18/01/2011: Neue Studie: Einkommenspolarisierung nur minimal?

Nach einer Meldung von RP Online sehe eine für das arbeitgebernahe Roman Herzog Institut erstellte Studie keine Anzeichen dafür, dass die Schere zwischen Arm und Reich sich weiter geöffnet habe. Beobachtbar sei nur ein sehr geringes Anwachsen des Niedriglohnsektors. Nach von der Studie genutzten Daten des Sozio-Oekonomischen Panels (SOEP) habe der Anteil der niedrigen Einkommen in Deutschland 2009 mit 21,7 Prozent nur um 0,7 Prozentpunkte über dem Niveau von 1993 gelegen. Auch bei den höheren Einkommen sei der Anteil mit 16,8 Prozent im Jahr 2009 sehr dicht an dem Wert von 1993 gewesen. Von einem Schrumpfen der Mittelschicht könne daher keine Rede sein. Allerdings hätten die Forscher auch eingeräumt, dass es schwer sei, von unten in die Mitte aufzusteigen. Nur einem Drittel der Bezieher niedriger Einkommen sei im Zeitraum von 1995 bis 2007 dieser Aufstieg gelungen.

Im Juni 2010 war eine Untersuchung des Deutschen Instituts für Wirtschaftsforschung (DIW) zur Einkommensentwicklung in Deutschland zu gegenteiligen Ergebnissen gekommen.
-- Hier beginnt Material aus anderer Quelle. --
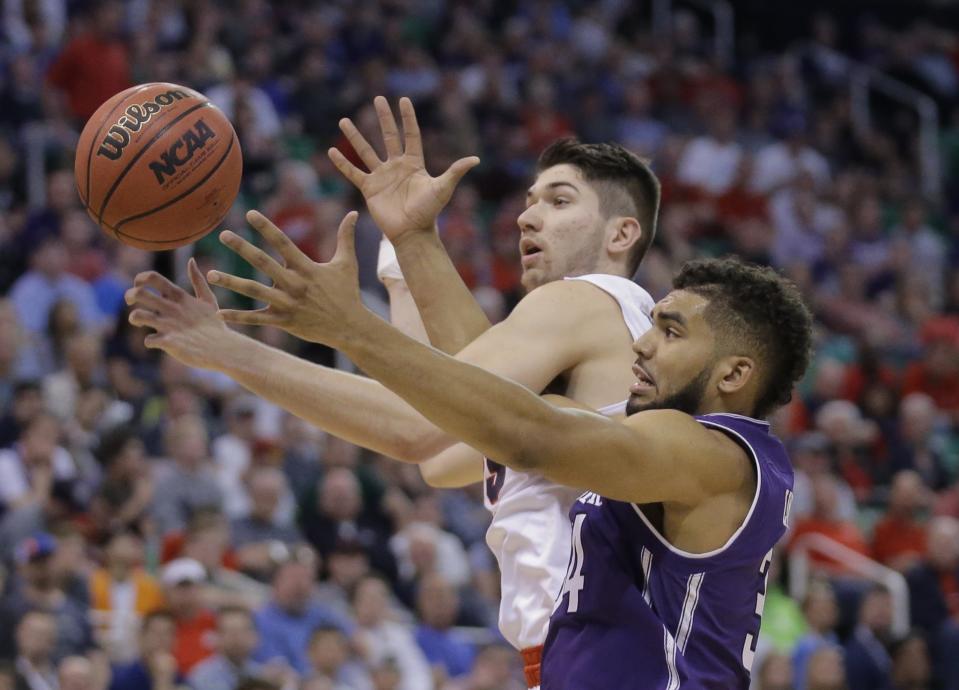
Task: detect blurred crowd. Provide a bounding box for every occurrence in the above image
[0,0,959,690]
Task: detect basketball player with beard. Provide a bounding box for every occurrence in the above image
[127,98,659,687]
[163,232,812,690]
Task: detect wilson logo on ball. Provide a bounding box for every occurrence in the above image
[150,120,216,184]
[97,90,190,161]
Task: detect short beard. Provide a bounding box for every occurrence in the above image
[626,365,712,417]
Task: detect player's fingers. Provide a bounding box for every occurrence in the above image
[246,211,313,268]
[400,96,423,158]
[123,287,175,314]
[326,146,367,188]
[220,309,283,326]
[373,96,403,157]
[340,117,383,171]
[133,271,186,302]
[220,230,286,285]
[186,256,216,307]
[143,333,166,350]
[333,211,360,263]
[128,309,166,331]
[207,271,293,309]
[440,156,479,194]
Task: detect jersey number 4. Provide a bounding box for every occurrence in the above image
[556,513,586,613]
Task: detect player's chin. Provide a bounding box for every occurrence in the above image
[626,391,656,417]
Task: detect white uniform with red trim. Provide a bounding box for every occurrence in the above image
[483,274,653,650]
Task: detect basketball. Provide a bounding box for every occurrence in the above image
[74,82,243,250]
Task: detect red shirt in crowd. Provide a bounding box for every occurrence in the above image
[47,33,131,122]
[872,516,926,565]
[173,611,216,676]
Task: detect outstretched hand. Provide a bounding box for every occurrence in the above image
[207,203,370,347]
[328,96,479,244]
[124,259,242,369]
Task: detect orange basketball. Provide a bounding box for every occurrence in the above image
[74,83,243,250]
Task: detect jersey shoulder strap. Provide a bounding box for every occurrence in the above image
[566,273,654,340]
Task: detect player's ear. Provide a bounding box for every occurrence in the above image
[718,356,756,395]
[607,216,643,254]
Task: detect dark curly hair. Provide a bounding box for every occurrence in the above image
[536,137,660,275]
[673,258,812,417]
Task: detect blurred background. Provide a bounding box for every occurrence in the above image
[0,0,959,690]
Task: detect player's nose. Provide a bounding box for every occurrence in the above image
[516,204,543,232]
[633,329,655,360]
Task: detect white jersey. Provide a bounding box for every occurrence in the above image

Danach habe es im vergangenen Jahrzehnt eine starke Einkommenspolarisierung gegeben, weil immer mehr Menschen in die Schicht derer gerutscht seien, die nur niedrige Einkommen erzielen konnten, während gleichzeitig die Gruppe der Wohlhabenden gewachsen sei (siehe 16.06.2010).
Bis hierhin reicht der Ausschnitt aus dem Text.